Agora, ao ler esta entrevista, senti-me outro, como que mais leve e disponível e com uma vontade de mandar às urtigas tudo aquilo a que damos tanta importância e que não é senão, a maior parte das vezes, uma forma de falsificarmos a vida e de nos defraudarmos a nós próprios. Bem haja quem assim é capaz de produzir um tal efeito num leitor.
Foi na entrevista que deu ao «Público», no passado dia 1 de Maio, que fez essa e outras afirmações aparentemente desconcertantes. Lê-la é mergulhar numa atmosfera de paz, de bonomia, de tranquila navegação no mar incerto da vida. É receber uma sábia lição da arte de bem viver, ou de como tirar partido, pelo engenho, pela superior inteligência, pela sensibilidade desperta a tudo o que nos rodeia, das circunstâncias mais adversas e até das situações injustas. A capacidade para inventar a felicidade mesmo no meio de todas as privações, para manter a dignidade humana em circunstâncias que a negam, para construir um mundo solidário e de cumplicidades entre as pessoas e os seres mais diversos, seja um companheiro de prisão, uma camponesa que vende leite à porta do campo de concentração, um director prisional, ou um pardalito que nos visita e acaba por, confiantemente, nos vir comer à mão, essa é a grande lição de amor que nos dá o grande mestre da escrita e da vida que é Luandino Vieira. Um homem que também confessa não guardar rancor a ninguém e em cuja palpável humildade se pressente uma atitude exigente face a si próprio e face ao outro, mas em que esse outro se não reduz à pessoa humana. Foi essa radical exigência que o levou a recusar o prémio “Camões”, quando lho quiseram atribuir, porque, segundo dizia, já há dezenas de anos que não produzia nada e por isso não se sentia merecedor da distinção (depois disso, apareceu em força com o pequeno-grande livro «De Rios Velhos e Guerrilheiros», o primeiro de uma trilogia, que tem por título «O Livro dos Rios»).

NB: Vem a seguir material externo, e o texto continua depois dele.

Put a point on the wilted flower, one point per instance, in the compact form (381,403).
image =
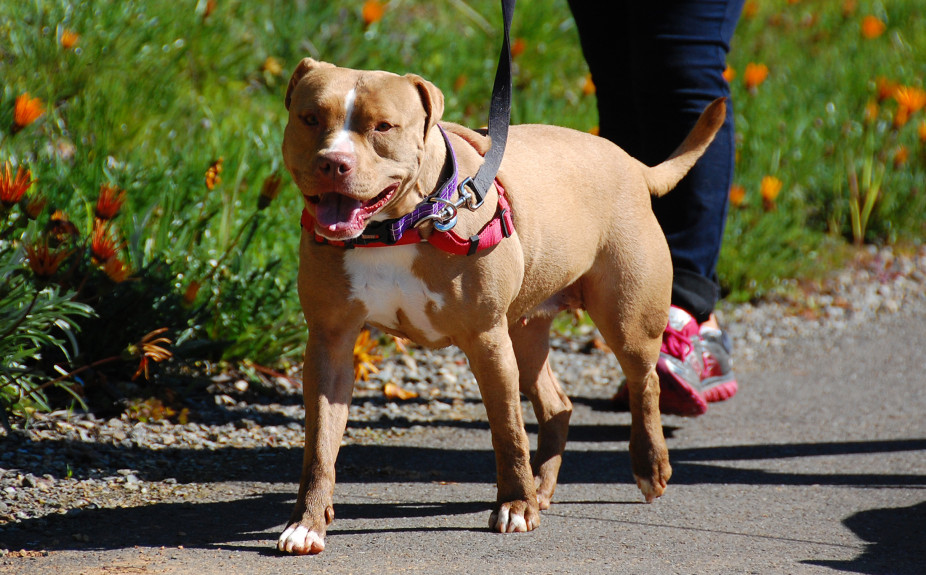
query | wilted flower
(373,11)
(754,75)
(872,27)
(769,189)
(60,227)
(212,174)
(192,290)
(272,66)
(34,206)
(150,348)
(393,391)
(269,190)
(116,270)
(25,111)
(12,188)
(737,195)
(43,261)
(109,202)
(885,88)
(68,39)
(102,246)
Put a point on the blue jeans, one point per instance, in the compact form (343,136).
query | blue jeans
(656,65)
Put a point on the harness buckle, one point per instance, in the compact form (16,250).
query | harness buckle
(472,200)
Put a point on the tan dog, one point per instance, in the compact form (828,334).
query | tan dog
(365,146)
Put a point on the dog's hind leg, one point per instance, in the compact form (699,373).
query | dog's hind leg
(552,408)
(632,317)
(494,364)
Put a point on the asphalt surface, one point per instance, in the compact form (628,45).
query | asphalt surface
(818,465)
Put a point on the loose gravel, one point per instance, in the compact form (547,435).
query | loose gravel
(68,461)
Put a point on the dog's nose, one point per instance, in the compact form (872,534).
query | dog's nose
(336,165)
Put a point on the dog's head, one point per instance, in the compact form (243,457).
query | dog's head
(355,142)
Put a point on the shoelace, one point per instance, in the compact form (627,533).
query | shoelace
(675,343)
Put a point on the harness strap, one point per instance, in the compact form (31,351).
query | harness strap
(499,227)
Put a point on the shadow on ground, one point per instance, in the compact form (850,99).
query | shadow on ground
(894,537)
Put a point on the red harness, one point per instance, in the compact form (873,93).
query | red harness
(501,226)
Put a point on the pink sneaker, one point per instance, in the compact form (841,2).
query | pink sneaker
(694,367)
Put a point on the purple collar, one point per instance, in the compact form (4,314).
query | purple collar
(436,206)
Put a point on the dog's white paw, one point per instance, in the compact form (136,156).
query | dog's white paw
(504,521)
(649,490)
(298,540)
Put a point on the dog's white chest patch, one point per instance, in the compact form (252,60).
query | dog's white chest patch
(382,279)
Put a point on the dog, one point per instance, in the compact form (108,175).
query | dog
(577,230)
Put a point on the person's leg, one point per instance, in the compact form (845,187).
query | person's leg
(656,66)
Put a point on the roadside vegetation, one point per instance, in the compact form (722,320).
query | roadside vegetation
(148,232)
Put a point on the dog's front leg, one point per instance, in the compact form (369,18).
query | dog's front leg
(494,364)
(328,381)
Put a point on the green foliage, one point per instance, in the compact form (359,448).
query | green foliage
(154,93)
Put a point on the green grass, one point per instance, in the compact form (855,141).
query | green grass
(154,92)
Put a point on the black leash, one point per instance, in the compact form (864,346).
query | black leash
(499,117)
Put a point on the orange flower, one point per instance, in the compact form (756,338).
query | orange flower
(871,111)
(872,27)
(901,154)
(25,111)
(769,189)
(910,97)
(68,39)
(373,11)
(212,174)
(110,202)
(44,262)
(588,88)
(729,73)
(115,270)
(754,75)
(737,195)
(102,246)
(365,359)
(13,188)
(901,116)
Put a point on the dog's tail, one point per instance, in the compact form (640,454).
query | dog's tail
(662,178)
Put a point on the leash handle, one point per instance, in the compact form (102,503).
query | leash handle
(499,115)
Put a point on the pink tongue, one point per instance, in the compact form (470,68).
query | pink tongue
(335,212)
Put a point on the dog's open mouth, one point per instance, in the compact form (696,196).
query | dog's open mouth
(339,217)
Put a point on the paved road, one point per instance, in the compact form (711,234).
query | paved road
(817,466)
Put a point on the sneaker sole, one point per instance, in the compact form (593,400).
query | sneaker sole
(676,397)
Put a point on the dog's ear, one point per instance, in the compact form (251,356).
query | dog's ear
(304,67)
(431,98)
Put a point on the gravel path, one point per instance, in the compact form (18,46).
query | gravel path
(67,463)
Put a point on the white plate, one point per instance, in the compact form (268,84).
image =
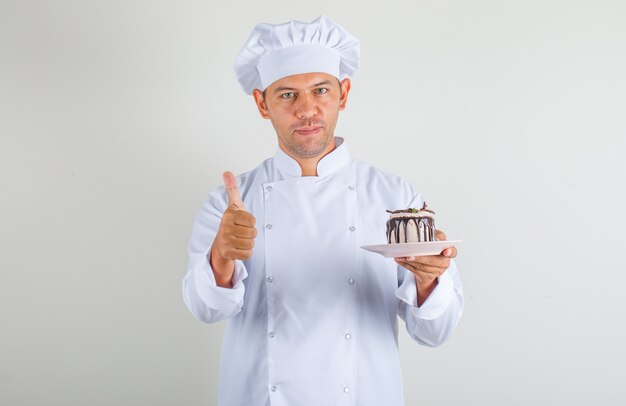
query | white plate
(411,248)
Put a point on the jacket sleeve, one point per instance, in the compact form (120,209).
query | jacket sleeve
(207,301)
(434,321)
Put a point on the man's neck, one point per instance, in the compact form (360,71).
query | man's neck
(308,166)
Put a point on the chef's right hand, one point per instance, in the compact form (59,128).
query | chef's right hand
(235,237)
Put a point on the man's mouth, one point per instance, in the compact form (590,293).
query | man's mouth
(308,130)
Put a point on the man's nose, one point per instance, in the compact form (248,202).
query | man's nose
(306,107)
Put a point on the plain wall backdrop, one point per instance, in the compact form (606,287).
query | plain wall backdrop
(118,117)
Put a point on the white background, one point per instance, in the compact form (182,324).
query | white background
(118,117)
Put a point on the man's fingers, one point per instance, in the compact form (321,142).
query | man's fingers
(234,199)
(440,235)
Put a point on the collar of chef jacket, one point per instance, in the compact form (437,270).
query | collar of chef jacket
(287,167)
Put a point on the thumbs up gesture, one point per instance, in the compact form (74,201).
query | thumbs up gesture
(235,237)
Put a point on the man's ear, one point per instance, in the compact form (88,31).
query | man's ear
(259,99)
(345,89)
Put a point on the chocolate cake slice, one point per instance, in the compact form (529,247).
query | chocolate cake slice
(411,225)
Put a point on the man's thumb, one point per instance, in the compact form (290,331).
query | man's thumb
(234,199)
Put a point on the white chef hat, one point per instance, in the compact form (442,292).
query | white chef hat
(273,52)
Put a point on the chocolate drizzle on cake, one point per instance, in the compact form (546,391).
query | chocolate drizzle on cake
(411,225)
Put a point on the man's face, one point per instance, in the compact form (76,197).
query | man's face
(304,109)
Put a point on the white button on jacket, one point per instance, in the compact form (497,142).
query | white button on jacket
(288,345)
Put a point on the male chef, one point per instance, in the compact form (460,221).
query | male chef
(312,317)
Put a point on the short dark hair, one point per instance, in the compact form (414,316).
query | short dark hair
(338,81)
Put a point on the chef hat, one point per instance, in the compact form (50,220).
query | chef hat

Revelou-se-me como escritor em Luanda, quando por lá passei no rescaldo da época colonial, em 1975. Foi uma descoberta fascinante. Quinze anos depois, tive o grato prazer de o conhecer em pessoa e de com ele manter uma conversa cativante, no Convento de São Paio, em Vila Nova de Cerveira, propriedade do escultor José Rodrigues, onde vivia e levava uma vida de eremita, entre animais e montes.

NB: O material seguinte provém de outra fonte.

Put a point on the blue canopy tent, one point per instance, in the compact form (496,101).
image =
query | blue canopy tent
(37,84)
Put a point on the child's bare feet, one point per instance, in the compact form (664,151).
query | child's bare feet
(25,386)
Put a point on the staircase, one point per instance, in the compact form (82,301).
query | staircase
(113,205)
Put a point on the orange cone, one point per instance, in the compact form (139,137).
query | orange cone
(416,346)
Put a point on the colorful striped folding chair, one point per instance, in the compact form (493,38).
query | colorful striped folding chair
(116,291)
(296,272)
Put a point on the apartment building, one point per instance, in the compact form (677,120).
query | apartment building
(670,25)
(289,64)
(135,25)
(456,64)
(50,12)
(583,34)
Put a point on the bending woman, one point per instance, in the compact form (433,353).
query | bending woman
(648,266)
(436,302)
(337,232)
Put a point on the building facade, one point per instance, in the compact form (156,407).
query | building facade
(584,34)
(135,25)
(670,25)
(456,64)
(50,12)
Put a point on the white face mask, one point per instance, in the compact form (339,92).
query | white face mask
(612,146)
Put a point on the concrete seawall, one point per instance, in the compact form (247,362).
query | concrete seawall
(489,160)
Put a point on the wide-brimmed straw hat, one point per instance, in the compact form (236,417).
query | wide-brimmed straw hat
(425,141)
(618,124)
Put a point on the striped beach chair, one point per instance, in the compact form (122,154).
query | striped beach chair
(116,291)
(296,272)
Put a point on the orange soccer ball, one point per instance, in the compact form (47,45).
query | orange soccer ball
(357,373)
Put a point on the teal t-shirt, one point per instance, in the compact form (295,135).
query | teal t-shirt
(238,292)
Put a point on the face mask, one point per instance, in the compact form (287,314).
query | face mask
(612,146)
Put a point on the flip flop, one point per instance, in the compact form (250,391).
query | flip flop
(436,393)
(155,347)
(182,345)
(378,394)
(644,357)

Agora, ao ler esta entrevista, senti-me outro, como que mais leve e disponível e com uma vontade de mandar às urtigas tudo aquilo a que damos tanta importância e que não é senão, a maior parte das vezes, uma forma de falsificarmos a vida e de nos defraudarmos a nós próprios. Bem haja quem assim é capaz de produzir um tal efeito num leitor.